Meta s’engage à limiter les usages
La société a toujours nié les accusations, en faisant valoir que l’addiction aux réseaux sociaux n’est pas une pathologie psychiatrique reconnue. Malgré tout, Meta a accepté de procéder à des changements sur Facebook et Instagram pour les utilisateurs les plus jeunes sur une période de dix ans. Dans le détail, l’entreprise s’engage sur les points suivants, qualifiés de « standard de l’industrie » :
- une limite d’usage quotidienne de deux heures par défaut pour les adolescents (cumulée entre Instagram et Facebook) ;
- un mode nuit qui bloque les apps entre minuit et 6 h du matin ;
- un mode « école » qui désactive les notifications entre 8 h et 15 h ;
- des rappels après chaque période de 15 minutes d’utilisation continue de Facebook ou d’Instagram ;
- l’affichage d’un fil non algorithmique, que l’ado devra activer ;
- la désactivation de la lecture automatique, là aussi une option ;
- la désactivation des filtres de chirurgie esthétique et de maquillage extrême ;
- la vérification de l’âge, la détection et la suppression des comptes de mineurs trop jeunes ;
- la restriction de contenus adaptés à l’âge ;
- le renforcement du contrôle parental.
L’accord prévoit également la création d’une fondation indépendante de recherche sur les réseaux sociaux, avec laquelle Meta partagera des données d’utilisateurs ayant donné leur consentement. Un auditeur indépendant vérifiera chaque année pendant cinq ans le respect de l’accord par Meta et en rendra compte aux États.

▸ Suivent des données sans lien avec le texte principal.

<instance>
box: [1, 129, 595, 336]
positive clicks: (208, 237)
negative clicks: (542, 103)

Une somme bien plus faible que prévu
La somme annoncée est très loin des calculs apocalyptiques de Meta : l’entreprise avait en effet affirmé que les 4 États (California, Colorado, Kentucky et New Jersey) cherchaient à obtenir jusqu’à 1 400 milliards de dollars en pénalités. Ces mêmes États avaient chiffré le montant autour des 200 milliards.

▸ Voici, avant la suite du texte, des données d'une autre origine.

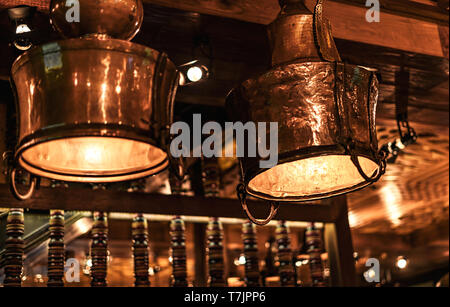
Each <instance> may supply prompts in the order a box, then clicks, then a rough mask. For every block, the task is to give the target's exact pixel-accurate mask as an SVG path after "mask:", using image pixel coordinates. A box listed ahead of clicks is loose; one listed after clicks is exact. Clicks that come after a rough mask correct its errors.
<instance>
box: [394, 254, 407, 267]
mask: <svg viewBox="0 0 450 307" xmlns="http://www.w3.org/2000/svg"><path fill="white" fill-rule="evenodd" d="M395 265H396V267H397V268H399V269H400V270H403V269H405V268H406V267H407V266H408V259H406V258H405V257H403V256H400V257H398V258H397V262H396V263H395Z"/></svg>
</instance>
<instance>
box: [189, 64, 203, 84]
mask: <svg viewBox="0 0 450 307" xmlns="http://www.w3.org/2000/svg"><path fill="white" fill-rule="evenodd" d="M187 77H188V79H189V81H192V82H197V81H200V80H201V79H202V78H203V70H202V69H201V68H200V67H198V66H193V67H191V68H189V69H188V71H187Z"/></svg>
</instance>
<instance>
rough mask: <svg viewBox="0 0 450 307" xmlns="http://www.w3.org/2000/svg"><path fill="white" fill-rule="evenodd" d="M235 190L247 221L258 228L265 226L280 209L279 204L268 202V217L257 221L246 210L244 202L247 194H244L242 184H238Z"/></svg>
mask: <svg viewBox="0 0 450 307" xmlns="http://www.w3.org/2000/svg"><path fill="white" fill-rule="evenodd" d="M236 190H237V196H238V198H239V201H240V202H241V206H242V209H244V212H245V214H246V215H247V217H248V219H249V220H250V221H251V222H252V223H254V224H256V225H258V226H264V225H267V224H268V223H269V222H270V221H271V220H272V219H273V218H274V217H275V215H276V214H277V212H278V209H279V207H280V204H279V203H277V202H273V201H271V202H270V213H269V216H268V217H267V218H266V219H264V220H258V219H256V218H254V217H253V215H252V214H251V213H250V211H249V210H248V207H247V202H246V198H247V193H246V192H245V187H244V185H243V184H239V185H238V186H237V189H236Z"/></svg>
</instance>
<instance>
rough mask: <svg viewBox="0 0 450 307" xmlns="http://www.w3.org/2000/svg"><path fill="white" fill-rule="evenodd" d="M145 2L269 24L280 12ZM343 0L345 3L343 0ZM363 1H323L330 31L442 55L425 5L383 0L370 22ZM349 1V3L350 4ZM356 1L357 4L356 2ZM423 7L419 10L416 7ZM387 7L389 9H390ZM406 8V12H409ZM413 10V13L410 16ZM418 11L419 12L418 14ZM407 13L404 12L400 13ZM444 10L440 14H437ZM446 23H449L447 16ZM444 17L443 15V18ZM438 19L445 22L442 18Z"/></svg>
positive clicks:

L’accord a été signé par un groupe de 52 procureurs généraux. Tous les États participants recevront 70 % de la somme allouée, soit environ 12,7 milliards. Les 30 % restants (5,3 milliards) ne seront débloqués que si YouTube et TikTok s’engagent à implémenter des fonctions pour restreindre l’usage chez les mineurs : limite quotidienne de deux heures, un « mode nuit » et des mesures pour la vérification de l’âge. Les deux plateformes devront aussi accepter de verser un montant équivalent à 5,3 milliards de dollars, donc en quelque sorte de rembourser Meta des 30 % restants.

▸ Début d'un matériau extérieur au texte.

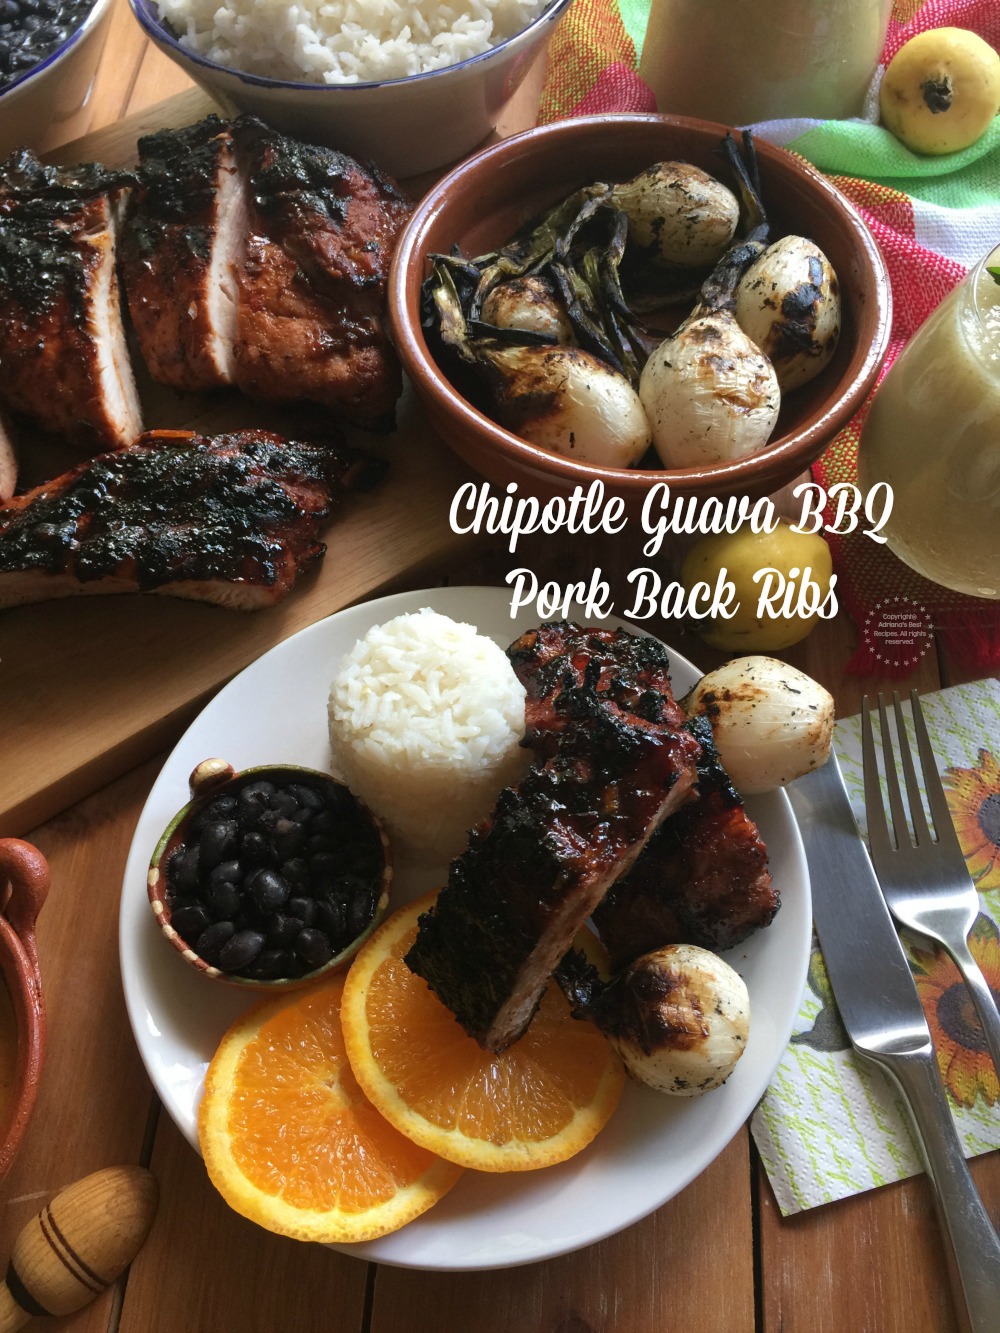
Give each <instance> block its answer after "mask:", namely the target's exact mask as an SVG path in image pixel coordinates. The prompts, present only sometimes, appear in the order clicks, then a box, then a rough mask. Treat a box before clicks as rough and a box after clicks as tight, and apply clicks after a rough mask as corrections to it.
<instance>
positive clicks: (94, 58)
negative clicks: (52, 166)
mask: <svg viewBox="0 0 1000 1333" xmlns="http://www.w3.org/2000/svg"><path fill="white" fill-rule="evenodd" d="M112 15H113V0H0V156H3V157H7V156H8V153H11V152H13V151H15V149H17V148H32V149H35V151H36V152H45V151H47V149H48V148H52V147H55V145H56V144H61V143H65V141H67V140H69V139H73V137H75V136H76V135H81V133H84V131H85V129H87V113H88V101H89V96H91V89H92V87H93V76H95V73H96V69H97V64H99V61H100V57H101V51H103V49H104V39H105V37H107V35H108V27H109V24H111V19H112Z"/></svg>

Meta en appelle en effet à ses rivaux, qui sont dans le même sac : des milliers de plaintes engorgent le système judiciaire américain non seulement contre Facebook et Instagram, mais aussi contre Snap, YouTube et Alphabet, TikTok et Bytedance. Il leur est reproché d’avoir conçu des plateformes ayant propulsé une crise de santé mentale chez les jeunes.
Meta a ainsi publié une lettre ouverte à YouTube et TikTok pour qu’ils mettent en œuvre des mesures destinées à protéger les enfants.